Через короткое время на дебаркадер выскочил личный ординарец Романова казачий вахмистр Пилипенко и подал знак Личному Конвою. Затем из вагона вышли генерал-адъютант и государь в серой казачьей черкеске. Ники, приложив руку папахе, взволновано поприветствовал конвойных казаков.
– Здравия желаем, Ваше императорское величество! – в ответ гаркнули казаки.
Романов поздоровался за руку с Галушкиным, потом с неестественной улыбкой подошел к великим князьям и обнял их. Потом они вдруг почтительно расступились, и взору Ники предстал огромный строй офицеров. Романов попытался убрать ненужную улыбку и никак не смог. Он почувствовал всей кожей лица какое-то жжение. Государь от увиденной картины впал в замешательство, и улыбка на его лице истаяла.
В этот же миг неожиданно прозвучала команда, чтобы все офицеры сняли с правой руки перчатку для рукопожатия с бывшим царем. Романов начал здороваться за руку с каждым офицером, однако не смог удержаться от нахлынувших эмоций и, прикрыв лицо руками, широкими шагами вернулся в вагон.
На следующее утро Романов принял от Алексеева последний доклад. Он с чистым открытым лицом молча выслушал генерал-адъютанта и пригласил его на завтрак. Слуги поставили на стол скромный завтрак и чайные приборы. За чашкой чая Ники в подходящий момент попросил Алексеева передать Временному правительству две просьбы: чтобы разрешили беспрепятственный проезд императорского поезда в Царское Село и, чтобы обеспечили безопасность его семьи и придворных.
На следующий день в полдень, когда поезд вдовствующей императрицы остановился напротив поезда Ники Мария Федоровна, увидев на перроне своего сына, содрогнулась от неясной тревоги. Горячая волна материнской нежности и любви подступила к ее сердцу. Ники же стоял в полном спокойствии и достоинстве.
Увидев в окне вагона промелькнувшую фигуру матери, сын взволнованно кинулся к замершему на железнодорожном пути поезду. Растроганная Мария Федоровна выскочила из вагона и по-матерински нежно обняла своего несчастного сына. Он заглянул в устремленные ему навстречу глаза и вымученно улыбнулся. Затем Ники по-братски поочередно обнял остальных.

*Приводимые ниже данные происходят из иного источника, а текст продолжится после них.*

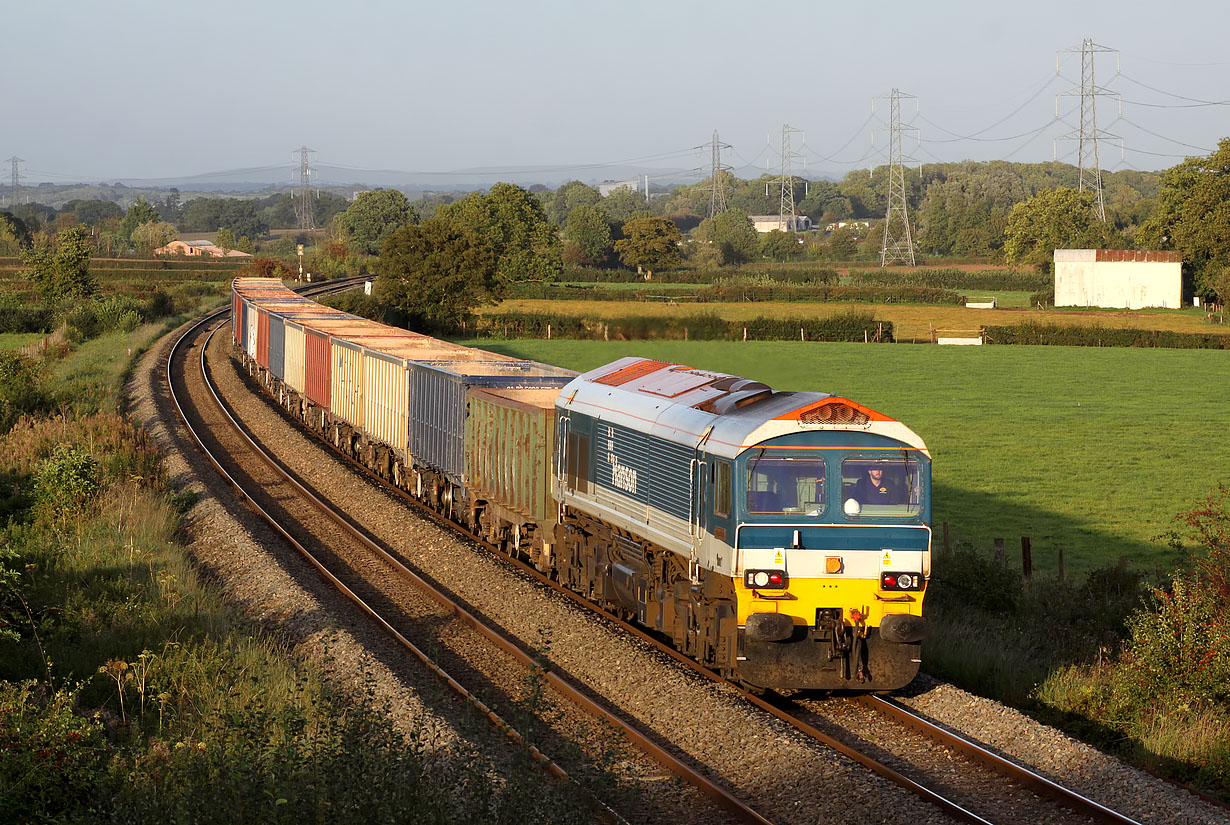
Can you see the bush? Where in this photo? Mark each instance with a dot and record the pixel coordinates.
(51, 757)
(985, 280)
(850, 326)
(68, 480)
(21, 316)
(22, 390)
(1096, 336)
(95, 317)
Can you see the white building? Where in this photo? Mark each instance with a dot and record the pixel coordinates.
(1130, 279)
(769, 223)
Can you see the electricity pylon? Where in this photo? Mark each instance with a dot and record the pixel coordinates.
(716, 183)
(898, 244)
(1087, 133)
(786, 221)
(303, 202)
(16, 180)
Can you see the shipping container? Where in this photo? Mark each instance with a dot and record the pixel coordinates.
(294, 357)
(277, 346)
(316, 368)
(262, 337)
(437, 403)
(508, 442)
(385, 397)
(346, 381)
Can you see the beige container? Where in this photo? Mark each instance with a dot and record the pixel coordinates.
(385, 397)
(508, 440)
(346, 387)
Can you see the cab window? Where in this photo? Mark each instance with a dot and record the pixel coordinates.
(881, 487)
(785, 485)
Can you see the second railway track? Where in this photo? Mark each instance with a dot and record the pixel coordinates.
(790, 778)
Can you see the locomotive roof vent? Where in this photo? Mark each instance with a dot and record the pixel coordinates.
(834, 412)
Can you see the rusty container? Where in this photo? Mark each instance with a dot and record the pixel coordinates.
(508, 444)
(317, 385)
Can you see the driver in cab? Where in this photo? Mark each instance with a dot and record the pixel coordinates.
(873, 488)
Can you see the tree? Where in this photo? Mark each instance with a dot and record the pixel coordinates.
(14, 236)
(1193, 215)
(148, 237)
(139, 213)
(731, 235)
(568, 197)
(437, 273)
(648, 244)
(60, 267)
(240, 218)
(589, 229)
(1053, 219)
(780, 246)
(375, 215)
(843, 244)
(514, 225)
(624, 204)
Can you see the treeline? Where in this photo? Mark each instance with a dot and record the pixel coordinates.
(849, 326)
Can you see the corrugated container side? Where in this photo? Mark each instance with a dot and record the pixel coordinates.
(508, 440)
(250, 314)
(385, 398)
(236, 316)
(294, 358)
(316, 368)
(277, 347)
(262, 338)
(346, 390)
(437, 421)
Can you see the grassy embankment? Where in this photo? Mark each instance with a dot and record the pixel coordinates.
(128, 689)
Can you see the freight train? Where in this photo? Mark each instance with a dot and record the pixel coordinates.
(779, 537)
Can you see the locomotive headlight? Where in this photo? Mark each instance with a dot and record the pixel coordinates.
(765, 579)
(900, 582)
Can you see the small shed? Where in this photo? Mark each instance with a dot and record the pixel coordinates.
(1132, 279)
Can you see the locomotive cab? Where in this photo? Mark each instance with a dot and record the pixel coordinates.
(833, 555)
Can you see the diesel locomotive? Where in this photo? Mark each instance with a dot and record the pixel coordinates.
(779, 537)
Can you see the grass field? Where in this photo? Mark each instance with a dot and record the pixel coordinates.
(1091, 450)
(913, 321)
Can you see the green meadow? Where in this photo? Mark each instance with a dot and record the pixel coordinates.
(1091, 450)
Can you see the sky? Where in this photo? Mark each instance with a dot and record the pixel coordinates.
(165, 89)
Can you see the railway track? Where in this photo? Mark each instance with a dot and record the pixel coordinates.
(985, 804)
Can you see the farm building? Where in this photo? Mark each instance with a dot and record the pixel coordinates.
(1132, 279)
(787, 224)
(199, 248)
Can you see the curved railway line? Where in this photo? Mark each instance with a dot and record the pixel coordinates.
(961, 780)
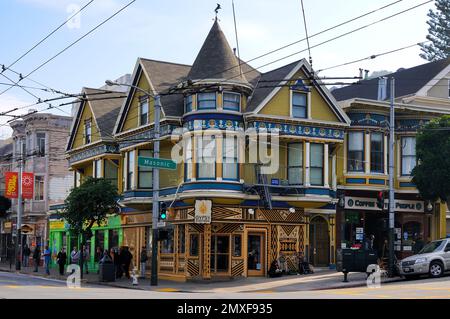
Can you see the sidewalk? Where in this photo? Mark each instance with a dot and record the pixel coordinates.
(322, 279)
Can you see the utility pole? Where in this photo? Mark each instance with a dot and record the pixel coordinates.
(391, 179)
(155, 204)
(18, 246)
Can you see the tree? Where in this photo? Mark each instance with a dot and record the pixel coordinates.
(432, 173)
(88, 204)
(438, 33)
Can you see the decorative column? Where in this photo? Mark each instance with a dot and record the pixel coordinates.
(207, 252)
(325, 165)
(367, 152)
(307, 161)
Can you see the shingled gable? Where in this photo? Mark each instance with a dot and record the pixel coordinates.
(216, 60)
(407, 82)
(270, 84)
(104, 106)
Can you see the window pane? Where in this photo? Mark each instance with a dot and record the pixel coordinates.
(376, 152)
(231, 101)
(207, 100)
(316, 164)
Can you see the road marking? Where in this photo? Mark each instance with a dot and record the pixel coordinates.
(167, 290)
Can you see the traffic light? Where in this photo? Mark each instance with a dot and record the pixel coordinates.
(5, 205)
(162, 211)
(380, 199)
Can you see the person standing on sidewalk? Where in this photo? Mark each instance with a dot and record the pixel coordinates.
(144, 259)
(36, 258)
(26, 255)
(47, 259)
(61, 260)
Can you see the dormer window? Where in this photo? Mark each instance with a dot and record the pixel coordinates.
(206, 101)
(299, 104)
(143, 111)
(87, 131)
(231, 101)
(188, 103)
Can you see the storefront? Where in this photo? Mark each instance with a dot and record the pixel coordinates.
(107, 236)
(360, 218)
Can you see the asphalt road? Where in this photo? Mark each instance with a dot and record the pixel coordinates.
(18, 286)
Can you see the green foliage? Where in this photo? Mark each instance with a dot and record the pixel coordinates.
(432, 174)
(438, 33)
(89, 204)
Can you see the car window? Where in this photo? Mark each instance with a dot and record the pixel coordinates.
(431, 247)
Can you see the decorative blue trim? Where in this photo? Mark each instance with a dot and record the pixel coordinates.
(355, 180)
(95, 151)
(407, 184)
(377, 181)
(298, 130)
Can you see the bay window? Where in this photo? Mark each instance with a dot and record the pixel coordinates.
(206, 147)
(130, 169)
(206, 101)
(376, 152)
(316, 164)
(231, 101)
(408, 154)
(295, 163)
(230, 158)
(355, 153)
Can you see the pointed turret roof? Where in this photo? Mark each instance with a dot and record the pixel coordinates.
(216, 59)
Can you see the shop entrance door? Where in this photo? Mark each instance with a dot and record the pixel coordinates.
(255, 254)
(319, 242)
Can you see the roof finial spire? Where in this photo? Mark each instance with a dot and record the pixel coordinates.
(216, 10)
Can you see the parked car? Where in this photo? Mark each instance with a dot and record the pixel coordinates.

– Мне очень жаль, Ники – с сердцем сказала мать – Что же ты наделал?!
Менгден потянулась рукой за фотоаппаратом, чтобы запечатлеть трепетную встречу, матери с сыном и не смогла этого сделать, потому что они в это время, нисколько не сдерживаясь, разревелись. Со слезами на глазах мать с сыном прошли в не отапливаемый барак. Остальные остались дожидаться их на улице.
– Как все случилось? – почти шепотом спросила мать, когда они остались наедине.
Сын начал рассказать плачущей матери события последних трагических дней.
– Утром пришел Рузский и доложил, что имел разговор с Родзянко, во время которой тот сказал генералу, что положение в столице таково, что только мое отречение может успокоить ситуацию в столице. В ответ я потребовал мнение командующих войсками. Рузский передал мою просьбу Алексееву, а он в свою очередь попросил командующих войсками прислать в Генеральный штаб свои ответы. Вскоре Рузский явился ко мне с телеграммами и вывалил их передо мной на стол. В своих ответах командующие кроме хана Нахичеванского высказались за мое отречение от престола. Адмирал Колчак в плебисците не участвовал. Первого марта поздним вечером из Петрограда в Псков для переговоров приехали Гучков с Шульгиным. Второго марта я подписал Манифест о своей отставке.